The fourth embodiment of the invention

The fourth embodiment of a cell holder 1 for a battery housing of an electrical vehicle, in particular an electrical bike, or in a power tool as in the third embodiment, but with the difference that the upper surface 5 of the inclined projections 4 is chamfered towards one of its ends. Chamfering of the inclined projections 4 is especially important if the cell holder 1 is to be mounted in a battery housing in which the free spaces between the cell holder 1 and the battery housing, resulting from the dimensional deviation exceeding the tolerance range and subject to compensation, are so small that, when an attempt is made to remove the cell holder 1 from the battery housing, the resulting plastic deformations lead to damage of the inclined projections 4. The application of the inclined projections 4 with the chamfered upper surface towards one, or both of its ends as it might happen in the other embodiments of the invention, ensures that the cell holder 1 does not permanently lock into the battery housing. It can be inserted and removed from said housing without damaging the inclined projections 4 due to plastic deformations acting on these projections. Consequently, it enables maintenance of a battery system contained in the battery housing. Therefore, it is also possible to remove and insert the cell holder 1 during a manufacturing process when an assembler makes a mistake in assembling of those parts.

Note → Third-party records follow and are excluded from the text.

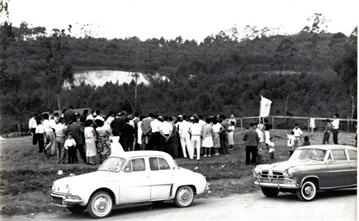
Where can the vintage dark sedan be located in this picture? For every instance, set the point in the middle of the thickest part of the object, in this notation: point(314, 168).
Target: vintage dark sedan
point(309, 169)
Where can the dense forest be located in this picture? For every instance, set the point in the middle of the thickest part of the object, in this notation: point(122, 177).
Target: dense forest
point(311, 73)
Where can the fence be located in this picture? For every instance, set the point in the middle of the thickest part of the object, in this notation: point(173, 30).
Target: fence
point(287, 122)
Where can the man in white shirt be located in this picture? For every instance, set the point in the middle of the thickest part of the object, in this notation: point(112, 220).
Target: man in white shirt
point(183, 129)
point(297, 134)
point(196, 131)
point(166, 129)
point(155, 140)
point(50, 148)
point(335, 128)
point(32, 128)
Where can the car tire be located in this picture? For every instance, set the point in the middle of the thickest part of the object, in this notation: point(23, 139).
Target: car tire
point(184, 196)
point(270, 192)
point(308, 191)
point(76, 209)
point(100, 204)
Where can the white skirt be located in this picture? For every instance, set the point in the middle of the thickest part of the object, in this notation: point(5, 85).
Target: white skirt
point(207, 142)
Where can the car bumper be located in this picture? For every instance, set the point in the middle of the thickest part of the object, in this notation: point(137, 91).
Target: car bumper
point(277, 183)
point(65, 200)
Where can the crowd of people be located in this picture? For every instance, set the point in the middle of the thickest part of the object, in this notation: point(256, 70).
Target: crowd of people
point(260, 146)
point(94, 136)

The fifth embodiment of the invention

The fifth embodiment of a cell holder 1 for a battery housing of an electrical vehicle, in particular an electrical bike, or a power tool as in the first or third embodiment, but with the difference that the cell holder 1 comprises both kinds of elements compensating dimensional tolerance of a battery housing i.e. the arched projections 3 and inclined projections 4, wherein the arched projection 3 is placed on the top of the body 2. The application of arched projections 3 and inclined projections 4 allows the use of the body of the cell holder 1 of different shapes and sizes, so a result the cell holder 1 can be used in battery housings of different shapes and sizes.

As is was mentioned the thickness of the inclined projections 4 is, for example, in the range from 0.6 to 1.5 mm and the thickness of the arched projections 3 is, for example, the range from 0.6 to 0.9 mm. In some embodiments of the invention only the thickness of the inclined projections 4 varies along their length in the given range. In the other embodiments of the invention only the thickness of the arched projections 3 varies along their length in the given range. In still other embodiments of the invention both the inclined projections 4 and the arched projections 3 varies thickness along their length in the given ranges, and in further embodiments of the invention both the inclined projections 4 and the arched projections 3 have a constant thickness along their length. When the mentioned thickness is constant, for both the inclined projections 4 and for the arched projections 3 it is 0.65 mm. The sixth embodiment of the invention

The fifth embodiment of a cell holder 1 for a battery housing of an electrical vehicle, in particular an electrical bike, or a power tool as in the fifth embodiment, but with the difference that the arched projections 3 are placed not only on the top but also on the bottom of the body 2.